The jury trial to determine damages between record label plaintiffs and former file-sharing service LimeWire, which had previously been convicted of infringement, began earlier this month. On May 12 the RIAA announced that a $105 million out-of-court settlement was reached, including personal liability of the service's founder. RIAA Chairman/CEO Mitch Bainwol said, "The resolution of this case is another milestone in the continuing evolution of online music to a legitimate marketplace that appropriately rewards creators." The size of the settlement is also an indication of how lucrative running a popular and infringing peer-to-peer website can be.

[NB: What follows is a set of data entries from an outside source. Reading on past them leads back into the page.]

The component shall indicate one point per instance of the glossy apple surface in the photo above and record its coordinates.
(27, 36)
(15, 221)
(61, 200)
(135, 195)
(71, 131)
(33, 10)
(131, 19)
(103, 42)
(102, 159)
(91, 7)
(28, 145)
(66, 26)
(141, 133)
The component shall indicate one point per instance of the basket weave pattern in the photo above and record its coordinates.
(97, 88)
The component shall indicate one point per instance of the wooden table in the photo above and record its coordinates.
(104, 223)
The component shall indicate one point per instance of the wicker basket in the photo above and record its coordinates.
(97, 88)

On May 5 Web browser Mozilla's General Counsel Harvey Anderson blogged regarding a phone call last month from the Department of Homeland Security requesting that a third-party browser plug-in called MafiaaFire be removed. The plug-in automatically redirects users to file-sharing or linking services that the government determined were infringing — a redirection made necessary by DHS court-ordered seizure of the websites' previously popular domain names. Critics of domain-name seizures argued that method was easily defeated and MafiaaFire was created in part to illustrate that point. Mozilla requested further information from DHS and in the absence of a court order was unwilling to remove the software. Mafiaa is the software developers' invented acronym for the "Music and Film Industry Association of America."
U.S. Copyright Group notified Washington D.C.'s U.S. District Court earlier this month that it is prepared to subpoena the personal information of more than 23,000 alleged infringers on behalf of plaintiff Nu Image, producers of the illegally downloaded film in question, The Expendables. The number is believed to be a record for the law firm's technique of suing thousands of John Doe defendants for infringement within a single lawsuit.